Такова печальная ирония моей судьбы. Всегда, сколько себя помню, нравилась мне не та девушка (женщина), которая была или могла, хотела быть моей, а та, что стояла с ней рядом и, полуотвернувшись от меня, с нежностью смотрела на моего друга.

Самое же обидное, что с той, другой, с Верой, я был мимолетно знаком намного раньше моего удачливого друга – задолго до того, как он обратил на нее внимание. И мог при желании возобновить знакомство и, кто знает, многого бы, возможно, добился, но, увы, не сообразил, не догадался, не смог.

Случился этот досадный промах весной, в мае, еще до начала памятного лета между восьмым и девятым классом, в кино, в очереди в кассу, где я стоял почему-то один – то ли Андрей был болен, то ли я с родителями собирался в кино, не помню, да и не в этом суть, важно то, что стоял один, без Андрея, в довольно большой для буднего дня очереди, поглядывая от нечего делать по сторонам, но не видя никого из знакомых, и вдруг сбоку к кому-то стоящему прямо позади меня подошла она. Она – то есть Вера, конечно, но тогда еще просто она, без имени, незнакомая, еще не перешедшая после седьмого класса в нашу школу, в восьмой "Б" класс, где училась Нина, еще неизвестная нам, несуществующая для нас в этот период безвременья, и, что обиднее всего для меня тогдашнего (сейчас я могу думать об этом только со снисходительной улыбкой), – совершенно свободная, ни в кого не влюбленная, не любимая никем, но вся как бы горящая предчувствием, ожиданием любви.

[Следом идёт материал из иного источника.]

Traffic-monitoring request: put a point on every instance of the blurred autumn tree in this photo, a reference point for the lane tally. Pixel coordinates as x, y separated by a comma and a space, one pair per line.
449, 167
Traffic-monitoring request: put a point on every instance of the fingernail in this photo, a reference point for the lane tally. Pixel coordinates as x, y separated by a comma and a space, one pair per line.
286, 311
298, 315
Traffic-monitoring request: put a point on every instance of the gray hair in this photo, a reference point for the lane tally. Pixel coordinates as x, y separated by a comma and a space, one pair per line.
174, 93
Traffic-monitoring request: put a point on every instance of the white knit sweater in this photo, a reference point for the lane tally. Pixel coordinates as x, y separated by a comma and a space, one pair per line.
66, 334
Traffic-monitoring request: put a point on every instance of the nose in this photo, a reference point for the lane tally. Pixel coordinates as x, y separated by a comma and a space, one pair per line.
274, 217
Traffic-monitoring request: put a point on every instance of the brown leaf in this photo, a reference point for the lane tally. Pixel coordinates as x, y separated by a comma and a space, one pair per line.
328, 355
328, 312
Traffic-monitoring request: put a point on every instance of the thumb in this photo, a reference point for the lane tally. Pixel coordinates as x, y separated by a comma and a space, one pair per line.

Это я не выдумываю. Это я вспоминаю теперь, расшифровываю совершенно внятные мне нынешнему, без малого сорокалетнему, знаки, которые мне тогдашнему были столь же непонятны, как какая-нибудь шумерская или аккадская клинопись или японская хирагана. Хотя и тогда, пожалуй, должен был, обязан был что-то понять. Трудно было обмануться, видя ее горящие восторженные глаза, ее лихорадочный румянец, смутную ее улыбку...

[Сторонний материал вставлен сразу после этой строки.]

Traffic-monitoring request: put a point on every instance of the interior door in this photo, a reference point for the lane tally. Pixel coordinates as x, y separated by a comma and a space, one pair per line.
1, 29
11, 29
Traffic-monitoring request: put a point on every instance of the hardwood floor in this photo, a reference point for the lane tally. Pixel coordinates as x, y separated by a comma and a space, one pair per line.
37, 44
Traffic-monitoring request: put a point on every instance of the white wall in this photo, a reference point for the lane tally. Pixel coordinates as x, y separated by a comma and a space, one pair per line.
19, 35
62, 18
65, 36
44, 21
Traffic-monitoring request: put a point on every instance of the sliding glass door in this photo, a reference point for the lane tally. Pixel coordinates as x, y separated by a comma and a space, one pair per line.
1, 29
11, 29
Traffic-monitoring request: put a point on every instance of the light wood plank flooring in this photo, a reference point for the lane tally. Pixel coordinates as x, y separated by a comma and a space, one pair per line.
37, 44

Странная она была, хотя, несомненно, райская птица. Как-то все еще не сложилось, не сформировалось в ней, словно неумелый скульптор приставил к оголенным девичьим, едва заметно округлившимся плечам и великолепных очертаний стройной шее совершенно детские, тонкие, длинные, с ободранными локтями и коротко остриженными (обгрызенными?) ногтями руки, словно неумелый модельер или, точнее, театральный костюмер облек совершенно еще неразвитую грудь в какую-то неуместно нарядную в будний день, в провинциальном кинотеатре, кофточку с оборками или рюшами, не знаю, как их даже назвать, и в довершение всего опытный, но лишенный вкуса парикмахер завил ее прямые, довольно жидкие, неопределенного цвета волосы и соорудил из них сложную дамскую прическу.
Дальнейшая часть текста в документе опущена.